I remember one particular instance when Rex was trying to play a trick. A man came in and ordered a porterhouse steak, they are fairly large steaks anyway and he [Rex] said “I’ve got this huge steak I’m just going to cook up for this guy and see what he has to say.” When we took it out to him it completely filled the platter and he was so stunned he said “this must be a joke” and I said “Oh no this is what we serve” all the time; well of course it wasn’t but it was a good inch thick and just huge. The man could have never eaten it in a million years, but he smacked his lips as much as he could get down and took the rest home, that was kind of fun. Those are some of the things that I somewhat remember. I remember how kind Mr. Heiner was, the old gentleman. We all grieved very much when he got to the point where he couldn’t really take care of…

AC: John? [Heiner]

ML: Ya, old John Heiner that would have been Vance Heiner and Rex Heiner’s father.

AC: Okay.

ML: That’s how they were involved. [with Como] Then John Heiner, who had the ford dealership in Morgan, who married Fluorine Heine, he was involved a little bit but not as much as his other two brothers.

AC: Okay.

ML: Then I remember Roberta Little married President Keith Little’s (who is the patriarch now) brother, she was involved too. I thing she must have been a Heiner because they were all related and they would come up. It was defiantly the Heiner family that kept Como going. We were sorry when things looked to the point where they didn’t feel they could carry on anymore. We’re all grieving still because Como isn’t going. People would come who had health issues because of the mineral water, it was warm, and it was a wonderful place for families. They had benches on the outside of the fence so people could set and watch as you swam. As teenagers, you liked to parade around up there, as you got a little older you didn’t want anyone to see you in a swimming suit. (laughs)

AC: Ya.

ML: Anyway it (Como) was great. I was kind of connected just from the fact that I grew up going to Como all the time. It was the place where all my friends were, we dated there, families congregated, and lots of reunions went on; it was just a lovely place. The cabins originally were there and I remember some of my friends would clean the little cabins that people would come stay in. Then they built the motel and I don’t think it ever really did much. I don’t think it was very successful, it didn’t seem to be.
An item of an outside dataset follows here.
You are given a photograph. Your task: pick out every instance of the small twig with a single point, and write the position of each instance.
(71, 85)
We joked around dinner tonight, the road above Como that you’d go up to Round Valley on was right on the hill, you looked right down into Como. A lot of times kids would park up there and watch their friends down swimming but it were a dangerous place, two cars couldn’t pass.

AC: Ya

ML: We were always afraid that someone was going to run off the road and tumble down that hill, and you know what, over all those years no one ever did, so that was good.

AC: Ya, well good. You said that you remember the dance hall had some popular bands come; do you remember any of the names of those bands?

ML: You know what, I can’t remember Adam, I wish my mother was here, she could tell you in a heartbeat who those bands were. There were some name bands that came that I recognized at the time but I don’t remember anymore who they were, it was a fun time though and many people came from all over to those dances they had.

AC: Ya. What can you tell me about the day to day events at Como, it I went there during a random day, what would I see?

ML: The very first thing you’d see is the parking lot would usually be full, the next thing as you walked into Como, there were some huge swing sets, you could go really high in those swings. We were always worried that someone would stand behind them and get cuffed in the chin. They may have had little accidents here and there but I don’t remember much about that, except they were really fun and always filled with little children; parents always had the little kids there. The next thing, you had to decide was do you want to go swimming, skating, or bowling because those were the main things Como…that’s why it was there, sometimes you’d do all three, you’d swim for a while, you’d go play a game of bowling, then you’d go skate. That would be the reason you would go there.

AC: Okay. Do you remember any special events, or things that were held there? [at Como] I’ve read in newspaper articles about… for example, when the Red Cross went there or there was a Republican convention…a meeting where all the republicans could go there [to Como] and a congressman from New York spoke; do you remember any events like that?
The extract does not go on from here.